Code-Switch Benchmark Summary

Dataset Voxtral Mini Deepgram Nova-3 ElevenLabs Scribe v2 AAI u3-rt-pro This Work
FLEURS accuracy (averaged) 6.50% 9.70% 4.40% 9.80%
Simulated inter-utterance code-switch (FLEURS) 21.30% 14.30% 13.60% 13.20%
Real-life intra-utterance code-switch (Miami) 76.30% 28.60% 26.50% 34.00% 41.00%

WERs on monolingual and code-switching datasets

WERs on monolingual datasets (FLEURS)


Limitations and Future Outlook

1. The intra-utterance gap: Relying on VAD segment boundaries means rapid, mid-sentence word mixing slips through. In real life, only a few such blends exist, like Spanglish or Singlish (Singapore). A promising solution is to treat the blend as its own "new language" and use a dedicated bilingual model for that stream.

2. Monolingual constraints: The overall accuracy is bounded by the maturity of the underlying open-source Zipformer models available for each language.

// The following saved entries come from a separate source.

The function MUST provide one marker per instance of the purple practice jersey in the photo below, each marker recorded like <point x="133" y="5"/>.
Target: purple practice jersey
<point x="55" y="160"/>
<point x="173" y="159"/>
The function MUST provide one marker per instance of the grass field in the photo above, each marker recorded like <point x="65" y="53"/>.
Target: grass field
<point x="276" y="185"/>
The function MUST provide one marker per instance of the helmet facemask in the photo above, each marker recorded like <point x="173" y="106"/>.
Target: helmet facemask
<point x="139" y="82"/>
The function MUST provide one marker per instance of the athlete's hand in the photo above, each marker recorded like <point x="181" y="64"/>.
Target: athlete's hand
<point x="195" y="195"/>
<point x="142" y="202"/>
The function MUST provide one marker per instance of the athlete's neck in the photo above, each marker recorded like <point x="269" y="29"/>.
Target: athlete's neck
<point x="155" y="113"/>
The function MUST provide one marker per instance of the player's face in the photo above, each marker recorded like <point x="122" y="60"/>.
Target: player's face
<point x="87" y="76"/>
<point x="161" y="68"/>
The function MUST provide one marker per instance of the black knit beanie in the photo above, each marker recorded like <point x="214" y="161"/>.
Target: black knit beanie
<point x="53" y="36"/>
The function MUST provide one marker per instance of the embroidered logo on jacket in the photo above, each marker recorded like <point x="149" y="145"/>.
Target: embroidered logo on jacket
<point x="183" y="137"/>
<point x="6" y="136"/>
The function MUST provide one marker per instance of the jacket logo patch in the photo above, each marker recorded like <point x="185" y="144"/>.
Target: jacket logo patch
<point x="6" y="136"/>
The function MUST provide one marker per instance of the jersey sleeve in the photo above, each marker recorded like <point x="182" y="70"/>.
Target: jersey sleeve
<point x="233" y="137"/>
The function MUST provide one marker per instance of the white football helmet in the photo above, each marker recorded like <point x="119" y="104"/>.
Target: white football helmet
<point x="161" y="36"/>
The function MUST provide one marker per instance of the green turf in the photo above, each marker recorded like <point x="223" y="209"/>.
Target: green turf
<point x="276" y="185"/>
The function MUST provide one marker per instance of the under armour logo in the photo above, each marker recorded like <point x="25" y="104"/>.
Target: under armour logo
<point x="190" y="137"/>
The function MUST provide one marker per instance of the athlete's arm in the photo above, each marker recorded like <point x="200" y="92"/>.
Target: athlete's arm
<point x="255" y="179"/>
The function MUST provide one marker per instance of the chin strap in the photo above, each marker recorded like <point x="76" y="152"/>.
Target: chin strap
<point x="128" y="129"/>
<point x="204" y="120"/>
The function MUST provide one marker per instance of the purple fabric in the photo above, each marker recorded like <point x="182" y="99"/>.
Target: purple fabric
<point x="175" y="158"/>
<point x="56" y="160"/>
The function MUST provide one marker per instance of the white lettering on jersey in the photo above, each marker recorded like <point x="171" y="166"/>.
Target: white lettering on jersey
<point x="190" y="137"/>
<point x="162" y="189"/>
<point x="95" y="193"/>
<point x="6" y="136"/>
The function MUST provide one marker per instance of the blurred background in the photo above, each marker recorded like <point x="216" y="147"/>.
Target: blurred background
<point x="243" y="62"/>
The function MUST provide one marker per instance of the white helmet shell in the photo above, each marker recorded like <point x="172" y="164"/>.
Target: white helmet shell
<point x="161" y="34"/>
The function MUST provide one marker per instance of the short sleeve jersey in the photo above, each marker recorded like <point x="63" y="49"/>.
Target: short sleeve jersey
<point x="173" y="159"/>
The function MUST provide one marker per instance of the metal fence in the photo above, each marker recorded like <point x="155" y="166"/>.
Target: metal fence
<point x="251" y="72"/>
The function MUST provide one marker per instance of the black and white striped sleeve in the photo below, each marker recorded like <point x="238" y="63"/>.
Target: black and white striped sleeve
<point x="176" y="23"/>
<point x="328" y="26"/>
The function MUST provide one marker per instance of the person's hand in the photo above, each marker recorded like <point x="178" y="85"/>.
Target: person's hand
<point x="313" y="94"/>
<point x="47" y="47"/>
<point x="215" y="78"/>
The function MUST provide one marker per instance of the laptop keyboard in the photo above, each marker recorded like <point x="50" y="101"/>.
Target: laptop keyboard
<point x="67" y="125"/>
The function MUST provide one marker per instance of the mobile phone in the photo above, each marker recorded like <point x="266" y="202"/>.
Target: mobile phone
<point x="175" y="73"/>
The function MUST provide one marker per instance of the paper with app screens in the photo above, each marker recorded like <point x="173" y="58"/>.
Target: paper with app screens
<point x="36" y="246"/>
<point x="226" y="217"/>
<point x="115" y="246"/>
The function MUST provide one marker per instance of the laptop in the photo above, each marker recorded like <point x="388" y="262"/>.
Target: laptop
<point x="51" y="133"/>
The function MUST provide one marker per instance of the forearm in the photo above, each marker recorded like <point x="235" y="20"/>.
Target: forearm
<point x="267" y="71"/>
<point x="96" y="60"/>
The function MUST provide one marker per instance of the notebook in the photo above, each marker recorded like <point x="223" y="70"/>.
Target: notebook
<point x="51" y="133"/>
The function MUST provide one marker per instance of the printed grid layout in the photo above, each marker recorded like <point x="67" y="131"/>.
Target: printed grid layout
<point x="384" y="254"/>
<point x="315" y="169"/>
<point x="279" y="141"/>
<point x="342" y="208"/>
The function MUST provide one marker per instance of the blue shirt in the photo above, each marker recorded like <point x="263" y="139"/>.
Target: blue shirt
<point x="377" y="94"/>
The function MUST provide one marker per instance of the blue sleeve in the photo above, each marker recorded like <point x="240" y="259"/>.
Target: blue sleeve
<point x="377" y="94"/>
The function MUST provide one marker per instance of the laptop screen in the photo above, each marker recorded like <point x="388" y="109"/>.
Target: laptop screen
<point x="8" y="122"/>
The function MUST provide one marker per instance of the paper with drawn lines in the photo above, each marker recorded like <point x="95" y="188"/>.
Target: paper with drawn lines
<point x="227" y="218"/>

The Case for Small, Specialized Models

Handling a large number of languages within a single model requires significant knowledge, which translates to higher parameter counts. For local, on-device ASR, trying to build a single model that does everything can be inefficient.

The results of this implementation suggest that the future of local multilingual ASR could lie in orchestrating small, hyper-specialized models via an intelligent routing layer. Keeping the individual models small allows for a lightweight system that deals with inter-utterance code-switching better than competing open-source alternatives, despite their larger size.

The code is fully open source. Check out Bruno's interactive demo to see the project in action.


FAQ

What is code-switching in automatic speech recognition?
Code-switching is when a speaker alternates between two or more languages. In real-time ASR it causes "language lag" — streaming systems keep outputting the previous language for several hundred milliseconds after a switch, producing garbled text and inaccurate timestamps.

What's the difference between inter-utterance and intra-utterance code-switching?
Inter-utterance code-switching is when a speaker switches languages between sentences or distinct speech boundaries. Intra-utterance code-switching is when words from different languages are mixed inside the same sentence (e.g., Spanglish), with no acoustic pauses between the language flips.

How does the Asynchronous Rollback Pipeline reduce language lag?
It transcribes immediately using the active monolingual ASR engine, runs language-identification checks on expanding audio windows in the background after each VAD speech boundary, and — when it detects a high-confidence switch — swaps to the new language model, rolls back the transcript to the segment boundary, and re-infers the buffered audio. Users only see wrong-language artifacts briefly in partials; final transcripts have clean boundaries.

Can small, specialized ASR models outperform large multilingual models?
On inter-utterance code-switching, yes. The small-model ensemble reached ~13% WER, outperforming Deepgram Nova-3 (~14%) and the larger local Voxtral-Mini-4B (~21%). On intra-utterance code-switching (Miami), it reached ~41% WER — behind cloud APIs but still ahead of Voxtral's ~76%.

What are the limitations of a VAD-based code-switching pipeline?
Because it relies on VAD segment boundaries, rapid mid-sentence word mixing (such as Spanglish or Singlish) slips through, since switches happen faster than a VAD boundary can segment them. Accuracy is also bounded by the maturity of the available open-source Zipformer models for each language.